As I'm sure you're getting from the heavy layer of sarcasm, it's the kind of question that Voyager was poised to ask, yet in practice always shied away from. There's a similar matter in Ron Moore's Battlestar Galactica, where, because humans now number low enough that extinction is a possibility, the question comes up of banning abortion, because they need to keep having babies just for the sake of humanity's survival.

In a desperate situation, what matters more, the wishes of the one or the good of the many? That's a valid philosophical and moral question that Voyager could have explored with situations like this one. But the choice was made to avoid focusing on that question.
 
It's a question worth exploring.

But why bother when you can just have an entirely empty cargo bay, not one person wanting to stay behind and live with Amelia Earhart?

Maybe some of them would have stayed if they'd known that Janeway would kill them for the good of the ship? Or force them to live for the good of the ship? ;)
 
But why bother when you can just have an entirely empty cargo bay, not one person wanting to stay behind and live with Amelia Earhart
To keep status quo they could have offered some of the humans in the colony a chance to come with while a handful of the Starfleet crew stayed behind. Probably would have been more realistic. Earhart herself could have become recurring as she learned to pilot 24th century craft. Maybe I will try and make that happen in the forthcoming new VOY game.
 
But why bother when you can just have an entirely empty cargo bay, not one person wanting to stay behind and live with Amelia Earhart?

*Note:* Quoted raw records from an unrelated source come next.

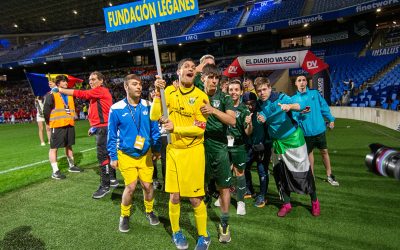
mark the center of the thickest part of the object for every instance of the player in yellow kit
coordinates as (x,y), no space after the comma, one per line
(185,166)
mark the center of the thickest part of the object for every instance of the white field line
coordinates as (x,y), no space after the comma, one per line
(36,163)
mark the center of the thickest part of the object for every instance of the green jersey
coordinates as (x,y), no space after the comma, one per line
(197,82)
(215,129)
(238,132)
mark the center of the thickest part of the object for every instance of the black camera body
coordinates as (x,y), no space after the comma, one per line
(383,160)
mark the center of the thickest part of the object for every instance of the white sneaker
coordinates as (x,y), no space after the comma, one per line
(217,203)
(241,208)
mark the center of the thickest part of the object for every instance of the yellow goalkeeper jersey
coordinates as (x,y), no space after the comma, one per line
(184,111)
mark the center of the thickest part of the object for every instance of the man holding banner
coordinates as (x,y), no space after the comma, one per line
(291,165)
(313,124)
(184,176)
(100,103)
(59,113)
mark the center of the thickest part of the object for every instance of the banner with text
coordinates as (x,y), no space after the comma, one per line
(385,51)
(304,59)
(140,13)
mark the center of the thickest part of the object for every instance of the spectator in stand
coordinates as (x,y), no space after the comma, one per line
(40,120)
(100,103)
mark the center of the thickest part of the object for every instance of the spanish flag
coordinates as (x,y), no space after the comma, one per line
(40,82)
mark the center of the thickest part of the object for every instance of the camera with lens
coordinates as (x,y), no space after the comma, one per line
(383,160)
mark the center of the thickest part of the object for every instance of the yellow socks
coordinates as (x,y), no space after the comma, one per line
(148,205)
(125,210)
(174,214)
(200,214)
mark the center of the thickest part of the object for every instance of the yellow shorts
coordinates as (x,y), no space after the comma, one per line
(185,170)
(131,168)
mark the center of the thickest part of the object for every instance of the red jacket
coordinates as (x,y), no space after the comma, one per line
(99,107)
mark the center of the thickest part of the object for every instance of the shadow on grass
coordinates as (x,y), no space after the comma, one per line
(21,238)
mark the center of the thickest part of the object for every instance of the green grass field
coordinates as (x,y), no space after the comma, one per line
(40,213)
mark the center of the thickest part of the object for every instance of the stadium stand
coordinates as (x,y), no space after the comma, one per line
(349,67)
(392,37)
(170,29)
(327,5)
(384,93)
(341,48)
(264,13)
(221,20)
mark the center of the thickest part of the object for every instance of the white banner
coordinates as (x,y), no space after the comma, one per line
(272,61)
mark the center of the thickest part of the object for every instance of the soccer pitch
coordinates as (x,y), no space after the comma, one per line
(38,212)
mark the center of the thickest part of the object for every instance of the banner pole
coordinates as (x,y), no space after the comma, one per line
(159,72)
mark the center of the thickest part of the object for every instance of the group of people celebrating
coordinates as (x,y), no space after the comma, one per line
(217,129)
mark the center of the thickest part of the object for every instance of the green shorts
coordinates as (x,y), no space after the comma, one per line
(218,166)
(316,141)
(238,156)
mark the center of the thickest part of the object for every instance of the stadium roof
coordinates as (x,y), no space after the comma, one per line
(27,16)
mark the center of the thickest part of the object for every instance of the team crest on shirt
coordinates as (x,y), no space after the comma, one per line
(192,100)
(216,103)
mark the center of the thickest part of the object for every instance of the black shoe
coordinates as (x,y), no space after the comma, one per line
(124,224)
(101,192)
(114,183)
(58,175)
(75,169)
(153,219)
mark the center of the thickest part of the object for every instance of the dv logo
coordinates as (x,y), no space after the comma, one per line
(232,70)
(312,64)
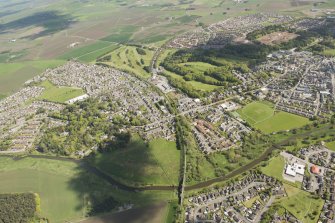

That was just plain stupid.

To keep status quo they could have offered some of the humans in the colony a chance to come with while a handful of the Starfleet crew stayed behind. Probably would have been more realistic. Earhart herself could have become recurring as she learned to pilot 24th century craft. Maybe I will try and make that happen in the forthcoming new VOY game.

That would have been cool. Maybe swap out a character who wasn't really working out. Those "Learning Curve" Maquis, maybe, or Lt. Carey.
 
That would have been cool. Maybe swap out a character who wasn't really working out. Those "Learning Curve" Maquis, maybe, or Lt. Carey.
It was probably just a little too early in the series for that episode. Give the crew another year or two of Delta Quadrant strife and some would have probably stayed behind.